首相、米朝韓国特使に協力を約束、今後の展開は?

ブログ:黒岩が斬る!!

[参考URL]

【日テレニュース~首相、韓国特使に首脳会談への協力を約束~】
https://headlines.yahoo.co.jp/videonews/nnn?a=20180313-00000042-nnn-pol
【産経ニュース~安倍晋三首相が韓国特使と面談~】
http://www.sankei.com/politics/news/180313/plt1803130037-n1.html

北朝鮮が歩み寄りを見せ、米朝首脳会談の開催に向けて前進していることは、国際社会にとって地政学的リスクの減退を意味し、非常に有意義なものである。しかし、過去に北朝鮮は何度も約束を反故してきたし、手のひら返しをしてきたのは紛れもない事実である。米国による軍事行動が目前に迫り、慌てて平昌オリンピックに参加、南北首脳会談を設定し、そして極めつけは米国との直接対話に乗り出してきた。「頼むから斬首作戦はやめてくれ。とりあえず待ってくれ」という命乞いをしているのだ。

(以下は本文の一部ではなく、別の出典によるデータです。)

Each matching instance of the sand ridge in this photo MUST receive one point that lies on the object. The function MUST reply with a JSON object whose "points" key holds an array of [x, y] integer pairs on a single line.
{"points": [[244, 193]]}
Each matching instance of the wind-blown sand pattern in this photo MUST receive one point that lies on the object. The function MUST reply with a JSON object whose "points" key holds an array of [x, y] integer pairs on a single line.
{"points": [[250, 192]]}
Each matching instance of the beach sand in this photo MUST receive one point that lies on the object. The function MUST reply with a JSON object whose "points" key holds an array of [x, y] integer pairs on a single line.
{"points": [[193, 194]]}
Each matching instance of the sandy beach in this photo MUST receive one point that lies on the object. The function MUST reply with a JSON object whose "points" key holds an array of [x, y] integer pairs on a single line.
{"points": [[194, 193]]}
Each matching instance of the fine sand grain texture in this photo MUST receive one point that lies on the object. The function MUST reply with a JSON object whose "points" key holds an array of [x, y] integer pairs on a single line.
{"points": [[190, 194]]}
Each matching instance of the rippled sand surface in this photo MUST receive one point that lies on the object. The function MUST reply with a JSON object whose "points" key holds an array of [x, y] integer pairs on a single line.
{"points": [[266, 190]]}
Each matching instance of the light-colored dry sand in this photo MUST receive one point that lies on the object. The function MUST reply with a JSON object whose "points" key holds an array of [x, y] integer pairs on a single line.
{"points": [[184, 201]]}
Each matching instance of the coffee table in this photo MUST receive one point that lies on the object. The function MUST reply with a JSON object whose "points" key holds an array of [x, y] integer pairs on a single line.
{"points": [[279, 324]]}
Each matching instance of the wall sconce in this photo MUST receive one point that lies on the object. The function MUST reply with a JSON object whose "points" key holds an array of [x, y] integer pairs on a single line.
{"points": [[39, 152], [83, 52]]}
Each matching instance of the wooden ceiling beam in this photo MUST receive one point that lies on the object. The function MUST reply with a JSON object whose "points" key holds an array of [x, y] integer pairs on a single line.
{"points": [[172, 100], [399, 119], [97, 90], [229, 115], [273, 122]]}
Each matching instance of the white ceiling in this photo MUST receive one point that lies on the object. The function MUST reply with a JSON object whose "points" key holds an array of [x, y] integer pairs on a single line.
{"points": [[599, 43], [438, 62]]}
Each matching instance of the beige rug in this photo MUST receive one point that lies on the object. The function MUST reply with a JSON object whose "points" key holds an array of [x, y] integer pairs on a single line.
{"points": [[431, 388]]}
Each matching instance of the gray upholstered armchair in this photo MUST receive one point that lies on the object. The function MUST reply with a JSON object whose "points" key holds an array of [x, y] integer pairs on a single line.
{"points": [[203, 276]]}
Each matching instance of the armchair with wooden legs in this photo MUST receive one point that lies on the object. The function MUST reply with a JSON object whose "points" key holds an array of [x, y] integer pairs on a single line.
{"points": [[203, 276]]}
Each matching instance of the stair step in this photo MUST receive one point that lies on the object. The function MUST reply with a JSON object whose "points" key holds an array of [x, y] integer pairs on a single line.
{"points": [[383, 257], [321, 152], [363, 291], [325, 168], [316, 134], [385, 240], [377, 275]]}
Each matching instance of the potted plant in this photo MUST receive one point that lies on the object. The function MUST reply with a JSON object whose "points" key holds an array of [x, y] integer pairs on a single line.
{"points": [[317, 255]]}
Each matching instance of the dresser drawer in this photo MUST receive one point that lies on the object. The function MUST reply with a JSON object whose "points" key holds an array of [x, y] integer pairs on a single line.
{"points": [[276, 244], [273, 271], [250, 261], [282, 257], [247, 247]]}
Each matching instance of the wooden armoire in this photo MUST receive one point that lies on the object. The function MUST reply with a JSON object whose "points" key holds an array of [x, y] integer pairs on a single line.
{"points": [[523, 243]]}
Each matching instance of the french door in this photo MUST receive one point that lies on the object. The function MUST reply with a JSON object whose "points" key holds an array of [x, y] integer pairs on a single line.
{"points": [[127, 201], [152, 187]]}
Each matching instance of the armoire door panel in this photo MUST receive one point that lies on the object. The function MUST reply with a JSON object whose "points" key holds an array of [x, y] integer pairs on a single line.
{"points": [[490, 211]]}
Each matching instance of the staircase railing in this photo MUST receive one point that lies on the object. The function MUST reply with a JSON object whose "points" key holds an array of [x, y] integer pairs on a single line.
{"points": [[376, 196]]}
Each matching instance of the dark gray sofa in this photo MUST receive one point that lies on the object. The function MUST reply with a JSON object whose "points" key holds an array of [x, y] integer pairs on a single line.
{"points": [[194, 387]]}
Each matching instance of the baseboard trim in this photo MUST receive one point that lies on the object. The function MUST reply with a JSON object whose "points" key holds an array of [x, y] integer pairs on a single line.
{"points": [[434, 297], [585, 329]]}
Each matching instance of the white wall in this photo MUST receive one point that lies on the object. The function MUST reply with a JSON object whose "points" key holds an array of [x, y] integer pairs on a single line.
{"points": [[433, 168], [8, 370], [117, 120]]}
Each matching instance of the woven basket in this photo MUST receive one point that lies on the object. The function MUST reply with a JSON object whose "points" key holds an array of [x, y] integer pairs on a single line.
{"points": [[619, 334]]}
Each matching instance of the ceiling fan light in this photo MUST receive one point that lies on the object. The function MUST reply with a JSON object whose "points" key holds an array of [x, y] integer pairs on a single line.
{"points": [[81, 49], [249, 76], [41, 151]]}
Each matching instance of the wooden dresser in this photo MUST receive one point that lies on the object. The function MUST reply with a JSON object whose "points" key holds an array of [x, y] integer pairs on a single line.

実際、金正恩委員長の言う「非核化」とは何を意味するのか。核開発の「一時的な停止」なのか、それとも「廃棄」なのか―—その辺が極めて不透明だ。仮に「朝鮮半島における非核化」ということなれば、在韓米軍の核ミサイルも半島から除去しなければいけなくなる。段階を踏むにしてもあらゆる意味で障壁が高いと思われ、スムーズに「米朝友好」が進むとは思えない。

そして米国ではティラーソン国務長官が更迭。後任は対北朝鮮強硬派であるポンぺオCIA長官が就任することになった。融和ムードに傾いていた米国の対北朝鮮政策に水を差す可能性が高く、米朝首脳会談の開催は一筋縄ではいかなくなった。再び地政学的リスクが高まり、株価の下押し要因となりそうだ。